“Non trattativa Stato – mafia, ma rapporti confidenziali”

Condividi

“Più che di trattativa Stato – mafia, parlerei di rapporti confidenziali. Io da poliziotto ne avevo”: riflessioni di un poliziotto memoria storica, Pippo Giordano.

Pippo Giordano, ex ispettore della Dia Direzione investigativa antimafia, memoria storica della lotta alla mafia, già a lavoro alla Squadra Mobile di Palermo con Ninni Cassarà, Beppe Montana, Roberto Antiochia, Lillo Zucchetto e Natale Mondo, e che ha conosciuto e lavorato con Chinnici, Falcone e Borsellino, è intervenuto nel merito dei crimini eccellenti di Cosa Nostra ancora irrisolti e, in particolare, sulla presunta “trattativa” tra Stato e mafia all’epoca delle stragi. In estrema sintesi la tesi di Giordano è: “Più che di trattativa Stato – mafia, parlerei di rapporti confidenziali. Io da poliziotto ne avevo”.

E spiega: “Questi crimini eccellenti, su cui finora non si è riusciti a fare interamente luce, hanno alimentato l’idea del ‘terzo livello’, intendendosi con ciò che al di sopra di Cosa Nostra esisterebbe una rete, ove si anniderebbero i veri responsabili degli omicidi: una sorta di super comitato costituito da uomini politici, da massoni, da banchieri, da alti burocrati dello Stato, da capitani di industria, che impartirebbe ordini alla Cupola. Questa suggestiva ipotesi, che vede una struttura come Cosa Nostra agli ordini di un centro direzionale sottratto al suo controllo, è del tutto irreale e rivela una profonda ignoranza dei rapporti tra mafia e politica. Non sono parole mie, ma di un grande uomo, il magistrato Giovanni Falcone. Penso che tanti dovrebbero leggere e analizzare il pensiero di Falcone prima di esporre fatti privi di riscontri. Ora è tutto un talk show: si può affermare tutto e il contrario di tutto per saziare fan plaudenti. Esprimo la mia opinione sulla cosiddetta trattativa Stato-mafia, e lo faccio a bocce ferme visto che ormai l’argomento appartiene al passato. E quindi, da manovale delle investigazioni, vorrei sforzarmi per far capire che il sostantivo ‘trattativa’ è stato impropriamente usato. Gli agenti o ufficiali di polizia giudiziaria sanno bene che quando si parla di trattativa s’intende il rapporto confidenziale che si instaura con personaggi legati alla criminalità spicciola o a quella organizzata. In buona sostanza, li possiamo definire rapporti ‘confidenziali’, piuttosto che trattative. Confesso che spessissimo feci ricorso a fonti confidenziali, con apprezzabili risultati, specie nei confronti di Cosa Nostra.

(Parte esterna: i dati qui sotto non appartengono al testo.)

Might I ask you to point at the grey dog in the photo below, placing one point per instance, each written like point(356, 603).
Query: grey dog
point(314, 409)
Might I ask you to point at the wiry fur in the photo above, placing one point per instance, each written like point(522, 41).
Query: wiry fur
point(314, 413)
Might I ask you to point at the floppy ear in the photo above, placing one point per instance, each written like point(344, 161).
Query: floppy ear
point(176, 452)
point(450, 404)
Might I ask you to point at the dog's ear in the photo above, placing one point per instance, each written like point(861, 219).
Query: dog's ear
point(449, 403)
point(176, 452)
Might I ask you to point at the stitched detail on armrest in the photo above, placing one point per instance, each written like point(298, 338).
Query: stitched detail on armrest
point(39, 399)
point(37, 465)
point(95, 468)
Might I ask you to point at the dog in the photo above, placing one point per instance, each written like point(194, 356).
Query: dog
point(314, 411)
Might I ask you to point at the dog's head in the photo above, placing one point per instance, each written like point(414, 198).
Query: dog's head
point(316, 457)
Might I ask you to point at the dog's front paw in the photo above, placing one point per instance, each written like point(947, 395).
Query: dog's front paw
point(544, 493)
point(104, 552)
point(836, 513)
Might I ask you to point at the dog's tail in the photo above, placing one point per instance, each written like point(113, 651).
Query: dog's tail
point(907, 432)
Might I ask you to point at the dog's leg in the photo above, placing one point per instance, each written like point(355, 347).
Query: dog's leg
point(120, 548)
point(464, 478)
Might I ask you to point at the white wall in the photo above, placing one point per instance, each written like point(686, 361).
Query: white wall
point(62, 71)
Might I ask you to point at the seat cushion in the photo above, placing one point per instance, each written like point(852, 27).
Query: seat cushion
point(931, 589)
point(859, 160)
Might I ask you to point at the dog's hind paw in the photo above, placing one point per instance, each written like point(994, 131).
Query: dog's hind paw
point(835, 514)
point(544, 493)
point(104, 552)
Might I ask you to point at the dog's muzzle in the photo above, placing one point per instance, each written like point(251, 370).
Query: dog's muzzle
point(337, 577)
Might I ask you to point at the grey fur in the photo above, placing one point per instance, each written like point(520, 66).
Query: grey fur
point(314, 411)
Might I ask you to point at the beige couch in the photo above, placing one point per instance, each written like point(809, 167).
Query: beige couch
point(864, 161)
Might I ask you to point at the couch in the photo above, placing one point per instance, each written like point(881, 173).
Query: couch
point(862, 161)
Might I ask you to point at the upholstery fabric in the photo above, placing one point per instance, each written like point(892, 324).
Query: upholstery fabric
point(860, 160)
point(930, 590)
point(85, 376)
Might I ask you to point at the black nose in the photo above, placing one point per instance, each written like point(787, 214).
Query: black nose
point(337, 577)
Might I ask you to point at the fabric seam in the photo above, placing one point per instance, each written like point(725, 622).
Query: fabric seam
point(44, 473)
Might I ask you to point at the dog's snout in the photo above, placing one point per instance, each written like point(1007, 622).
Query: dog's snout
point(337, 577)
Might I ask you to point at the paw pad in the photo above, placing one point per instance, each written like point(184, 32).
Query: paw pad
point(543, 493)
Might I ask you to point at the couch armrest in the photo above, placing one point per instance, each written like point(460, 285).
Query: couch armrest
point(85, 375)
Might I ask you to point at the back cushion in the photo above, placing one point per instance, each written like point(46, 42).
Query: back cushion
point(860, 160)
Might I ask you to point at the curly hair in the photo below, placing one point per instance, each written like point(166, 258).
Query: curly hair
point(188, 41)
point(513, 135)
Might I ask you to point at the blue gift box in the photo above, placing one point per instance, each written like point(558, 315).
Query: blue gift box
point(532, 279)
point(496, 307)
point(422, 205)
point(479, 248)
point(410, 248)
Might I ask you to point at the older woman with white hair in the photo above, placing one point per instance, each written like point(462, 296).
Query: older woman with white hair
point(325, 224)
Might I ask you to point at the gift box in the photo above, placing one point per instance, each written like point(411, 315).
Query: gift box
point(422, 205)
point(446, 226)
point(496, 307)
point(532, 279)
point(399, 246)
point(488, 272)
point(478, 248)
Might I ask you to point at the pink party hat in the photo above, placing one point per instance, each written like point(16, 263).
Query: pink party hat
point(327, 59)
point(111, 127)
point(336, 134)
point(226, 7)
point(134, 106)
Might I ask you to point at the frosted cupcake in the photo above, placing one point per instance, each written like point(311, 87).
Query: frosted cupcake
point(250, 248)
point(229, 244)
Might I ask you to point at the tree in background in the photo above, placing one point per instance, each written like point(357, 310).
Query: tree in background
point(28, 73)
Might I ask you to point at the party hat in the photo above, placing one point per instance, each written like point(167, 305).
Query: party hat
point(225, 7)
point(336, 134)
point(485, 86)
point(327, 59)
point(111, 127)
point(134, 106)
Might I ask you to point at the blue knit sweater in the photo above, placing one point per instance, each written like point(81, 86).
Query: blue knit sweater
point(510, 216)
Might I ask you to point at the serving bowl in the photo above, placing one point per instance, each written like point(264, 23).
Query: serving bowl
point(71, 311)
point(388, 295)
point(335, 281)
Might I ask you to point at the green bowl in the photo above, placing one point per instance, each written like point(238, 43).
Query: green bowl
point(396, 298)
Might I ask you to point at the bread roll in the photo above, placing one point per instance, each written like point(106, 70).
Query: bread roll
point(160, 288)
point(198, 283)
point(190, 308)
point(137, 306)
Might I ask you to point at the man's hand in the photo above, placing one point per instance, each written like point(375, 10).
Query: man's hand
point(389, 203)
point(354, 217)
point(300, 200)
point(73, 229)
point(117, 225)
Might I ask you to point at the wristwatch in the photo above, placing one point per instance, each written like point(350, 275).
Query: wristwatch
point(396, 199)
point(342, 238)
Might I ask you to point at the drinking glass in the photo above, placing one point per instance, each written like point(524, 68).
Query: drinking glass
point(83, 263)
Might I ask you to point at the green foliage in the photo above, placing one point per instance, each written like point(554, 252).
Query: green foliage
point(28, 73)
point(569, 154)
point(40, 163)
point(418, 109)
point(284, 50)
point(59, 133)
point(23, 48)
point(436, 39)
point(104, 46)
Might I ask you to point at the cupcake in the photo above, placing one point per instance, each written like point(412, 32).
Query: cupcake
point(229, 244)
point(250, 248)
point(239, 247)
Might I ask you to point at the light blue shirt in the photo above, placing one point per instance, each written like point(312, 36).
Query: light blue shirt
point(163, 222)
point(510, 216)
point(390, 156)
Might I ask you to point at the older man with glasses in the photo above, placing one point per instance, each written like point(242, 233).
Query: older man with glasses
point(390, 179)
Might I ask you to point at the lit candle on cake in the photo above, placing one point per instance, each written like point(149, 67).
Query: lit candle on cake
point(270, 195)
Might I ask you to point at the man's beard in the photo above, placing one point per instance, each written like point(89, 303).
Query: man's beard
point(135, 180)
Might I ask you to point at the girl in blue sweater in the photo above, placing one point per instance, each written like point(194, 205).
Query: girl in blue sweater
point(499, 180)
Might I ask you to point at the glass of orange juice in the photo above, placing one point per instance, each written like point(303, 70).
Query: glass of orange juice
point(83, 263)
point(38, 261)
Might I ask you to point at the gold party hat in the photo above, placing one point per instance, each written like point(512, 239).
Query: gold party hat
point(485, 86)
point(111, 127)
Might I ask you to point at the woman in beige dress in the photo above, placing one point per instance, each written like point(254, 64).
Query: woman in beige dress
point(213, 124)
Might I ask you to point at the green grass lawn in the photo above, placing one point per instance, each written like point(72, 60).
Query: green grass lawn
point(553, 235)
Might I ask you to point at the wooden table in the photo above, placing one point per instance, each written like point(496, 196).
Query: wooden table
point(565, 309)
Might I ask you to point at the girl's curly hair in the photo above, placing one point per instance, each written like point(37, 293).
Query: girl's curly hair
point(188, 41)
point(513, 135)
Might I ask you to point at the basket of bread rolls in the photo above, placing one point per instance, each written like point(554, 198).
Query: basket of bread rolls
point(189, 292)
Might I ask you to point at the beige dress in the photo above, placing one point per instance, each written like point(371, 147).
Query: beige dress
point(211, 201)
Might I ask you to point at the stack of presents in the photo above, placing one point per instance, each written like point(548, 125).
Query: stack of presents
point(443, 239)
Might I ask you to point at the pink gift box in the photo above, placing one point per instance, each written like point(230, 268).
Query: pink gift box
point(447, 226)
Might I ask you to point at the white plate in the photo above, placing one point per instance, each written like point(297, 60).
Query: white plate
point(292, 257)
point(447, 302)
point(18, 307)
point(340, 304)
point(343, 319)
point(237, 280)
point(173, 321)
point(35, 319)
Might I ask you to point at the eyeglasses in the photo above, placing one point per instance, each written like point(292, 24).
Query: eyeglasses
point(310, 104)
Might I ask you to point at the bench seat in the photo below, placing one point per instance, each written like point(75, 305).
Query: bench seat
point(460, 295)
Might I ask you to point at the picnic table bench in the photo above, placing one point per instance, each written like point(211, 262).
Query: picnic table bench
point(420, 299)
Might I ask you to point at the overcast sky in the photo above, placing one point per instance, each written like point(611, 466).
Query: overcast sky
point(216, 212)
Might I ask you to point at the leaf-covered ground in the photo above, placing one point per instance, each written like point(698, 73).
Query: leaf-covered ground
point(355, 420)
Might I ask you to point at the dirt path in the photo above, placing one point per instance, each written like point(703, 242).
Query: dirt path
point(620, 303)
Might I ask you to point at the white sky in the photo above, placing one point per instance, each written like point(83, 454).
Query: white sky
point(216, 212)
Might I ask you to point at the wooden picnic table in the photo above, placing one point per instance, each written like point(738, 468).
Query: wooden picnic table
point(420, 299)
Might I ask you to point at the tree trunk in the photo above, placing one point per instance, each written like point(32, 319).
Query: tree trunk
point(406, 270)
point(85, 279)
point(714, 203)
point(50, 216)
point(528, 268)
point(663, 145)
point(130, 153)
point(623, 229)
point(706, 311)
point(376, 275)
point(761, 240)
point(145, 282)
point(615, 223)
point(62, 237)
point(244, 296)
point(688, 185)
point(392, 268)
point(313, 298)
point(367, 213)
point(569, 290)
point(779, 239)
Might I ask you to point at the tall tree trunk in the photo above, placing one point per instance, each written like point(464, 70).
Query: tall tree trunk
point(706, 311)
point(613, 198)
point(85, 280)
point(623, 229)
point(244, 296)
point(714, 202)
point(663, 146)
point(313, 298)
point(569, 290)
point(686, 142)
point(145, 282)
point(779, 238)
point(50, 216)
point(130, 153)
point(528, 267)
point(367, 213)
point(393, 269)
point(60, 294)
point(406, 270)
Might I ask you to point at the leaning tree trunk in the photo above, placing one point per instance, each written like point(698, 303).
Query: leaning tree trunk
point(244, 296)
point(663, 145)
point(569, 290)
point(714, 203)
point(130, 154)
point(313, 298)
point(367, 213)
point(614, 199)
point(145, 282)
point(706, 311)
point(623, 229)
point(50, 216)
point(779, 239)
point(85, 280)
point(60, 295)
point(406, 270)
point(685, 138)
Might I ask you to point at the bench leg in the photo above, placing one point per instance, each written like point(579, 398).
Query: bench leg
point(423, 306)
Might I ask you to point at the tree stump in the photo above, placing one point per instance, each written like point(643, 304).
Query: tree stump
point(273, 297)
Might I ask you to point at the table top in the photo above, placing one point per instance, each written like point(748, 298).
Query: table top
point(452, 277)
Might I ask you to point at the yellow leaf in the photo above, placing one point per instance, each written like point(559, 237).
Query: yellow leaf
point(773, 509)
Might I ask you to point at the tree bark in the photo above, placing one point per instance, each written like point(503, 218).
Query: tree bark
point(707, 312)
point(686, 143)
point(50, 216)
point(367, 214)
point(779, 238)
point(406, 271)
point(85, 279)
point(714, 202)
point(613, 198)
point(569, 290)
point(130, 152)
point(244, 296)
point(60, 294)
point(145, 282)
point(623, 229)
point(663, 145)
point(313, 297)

Questi rapporti, talvolta intensi, non potevano essere connotati come ‘trattative’, atteso che il fine ultimo era il raggiungimento della verità in ordine a responsabilità penali individuali. Nell’arcinota vicenda che ha visto coinvolti il generale Mori e il capitano De Donno, si evince lapalissianamente che ci fu da parte loro un rapporto di interlocuzione con Vito Ciancimino nell’alveo dei compiti istituzionali, e che erano finalizzati alla lotta a Cosa Nostra, soprattutto in ragione del tragico momento delle stragi. Io all’epoca ero alla Dia: se di mia iniziativa o su input del direttore De Gennaro avessi avuto l’incarico di relazionarmi con Ciancimino o con pinco pallino, ebbene l’avrei fatto senza se e senza ma. E sarebbe stata trattativa? No, niente affatto. Mi risulta che oggi questi rapporti confidenziali non hanno la frequenza del passato, proprio in ragione del polverone sollevato dalla trattativa Stato-mafia. E anche perché taluni magistrati non comprendono appieno tale metodo investigativo. Mi rattristo quando leggo astruse ricostruzioni fatte da esperti che dipingono realtà non corroborate da prove. La cosa che davvero mi fa male è leggere ‘è stato un omicidio di Stato’. Dissento fermamente, sino a quando non si dimostri il contrario”.